Over the years, I learned that Delhi is the epitome of homelessness and destitution. The fancy overhead bridges, which had once fascinated me, now repel me because in the night they are also shelter for the thousands of homeless people who have nowhere else to go. The bridges are an ironic symbol of the city’s inability to mend the disparity between its rich and poor. Three districts in the National Capital Territory of Delhi—Central, New Delhi, and North—rank third, fifth, and sixth, respectively, in terms homelessness. Urban poverty marks the city. You can always find people begging outside metro stations, on sidewalks and overhead bridges. Children working as peddlers are commonplace. Old people, who should be lying comfortably in beds, drive autos for15 hours a day to meet the cost of living in this city.
Furthermore, Delhi is hardly a paragon of infrastructure. The excellent road networks, reputed school and universities, extensive metro, gigantic multiplexes, massive corporate buildings, top restaurant chains are all catered to the need of the rich, upper class people. They have no bearing in the lives of the majority who work 15 hours a day just to eke out a living. Old Delhi has alleys where only two people could pass side by side, long stretches without trees or greenery, and plastic and organic waste blanketing the surface of roads. Open drainage is also a problem. The fetid stench of open sewers is unrelenting and a hazard to the health of slum dwellers who live in its midst.
The air quality of Delhi is continuously degrading. It is one of the most polluted capital cities in the world. If one stays in Delhi for a year, s/he will realise that the hot summers and cold winters are characteristic of the weather there. A thick layer of smog envelopes the atmosphere of Delhi and NCR cities at the beginning of winter which peaks post-Diwali and post-harvest and drastically increases pollution. The yearly smog is so dense at times that visibility is reduced to one metre or two metre and is worsened by human activities as people still allegedly use banned firecrackers and farmers burn leftover crops. Last November, the levels of PM2.5 in Delhi reached 710 micrograms per cubic metre, 11 times more than the World Health Organisation’s safety limit. Not just smog, Delhi also witnesses occasional storms and dust storms which hinder people’s day to day activities, increase health hazards and even cause deaths. Delhi’s extreme forms of weather which are intensified by pollution have proven to be a serious threat to the people for the past few years.

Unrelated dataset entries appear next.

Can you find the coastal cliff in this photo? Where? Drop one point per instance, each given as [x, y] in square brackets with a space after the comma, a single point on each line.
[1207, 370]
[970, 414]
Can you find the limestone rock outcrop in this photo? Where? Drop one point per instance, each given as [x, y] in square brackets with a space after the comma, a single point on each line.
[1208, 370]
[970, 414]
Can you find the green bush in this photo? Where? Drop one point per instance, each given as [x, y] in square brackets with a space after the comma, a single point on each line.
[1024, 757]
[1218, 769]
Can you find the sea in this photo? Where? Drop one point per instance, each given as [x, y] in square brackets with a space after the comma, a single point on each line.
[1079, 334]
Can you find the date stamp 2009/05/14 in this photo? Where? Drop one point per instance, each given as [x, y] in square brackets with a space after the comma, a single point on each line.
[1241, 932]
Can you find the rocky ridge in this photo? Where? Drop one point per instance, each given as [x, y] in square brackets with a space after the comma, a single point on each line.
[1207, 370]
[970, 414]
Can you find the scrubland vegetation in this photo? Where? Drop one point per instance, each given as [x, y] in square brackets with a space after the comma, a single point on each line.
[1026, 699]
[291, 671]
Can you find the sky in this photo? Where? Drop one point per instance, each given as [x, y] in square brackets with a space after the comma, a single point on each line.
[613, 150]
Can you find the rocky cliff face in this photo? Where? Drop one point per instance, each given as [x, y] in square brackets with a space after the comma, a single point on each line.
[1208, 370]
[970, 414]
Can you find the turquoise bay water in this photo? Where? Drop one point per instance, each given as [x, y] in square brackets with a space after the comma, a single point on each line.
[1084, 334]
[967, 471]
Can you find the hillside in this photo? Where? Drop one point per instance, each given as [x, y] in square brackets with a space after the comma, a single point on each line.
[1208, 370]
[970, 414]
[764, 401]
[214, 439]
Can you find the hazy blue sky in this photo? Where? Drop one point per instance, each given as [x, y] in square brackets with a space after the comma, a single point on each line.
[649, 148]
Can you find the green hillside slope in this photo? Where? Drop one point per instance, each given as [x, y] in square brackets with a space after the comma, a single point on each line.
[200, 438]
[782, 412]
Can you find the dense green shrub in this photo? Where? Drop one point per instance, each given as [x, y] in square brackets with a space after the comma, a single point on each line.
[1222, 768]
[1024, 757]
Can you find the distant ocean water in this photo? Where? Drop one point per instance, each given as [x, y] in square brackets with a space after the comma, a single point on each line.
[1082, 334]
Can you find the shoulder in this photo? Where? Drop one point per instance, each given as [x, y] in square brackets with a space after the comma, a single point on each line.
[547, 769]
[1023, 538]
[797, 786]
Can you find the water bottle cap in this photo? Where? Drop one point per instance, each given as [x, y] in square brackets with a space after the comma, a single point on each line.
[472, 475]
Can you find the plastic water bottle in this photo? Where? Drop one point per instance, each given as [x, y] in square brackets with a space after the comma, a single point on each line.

Delhi is no longer the Emperor’s grand city. It has within it remnants of the past—a rich history carved by trade and conquest—but today, it is in the process of redefining itself. Delhi has transformed into a modern mega-metropolis with its own mega-problems. A melting pot of different classes, ethnicities and religions, Delhi has its charms but also has its pitfalls and frustrations. It is a city of 19 million people, and to be a great city again it needs to also accommodate the needs of its poor and marginalised on the backs of whom all this ‘development’ was wrought.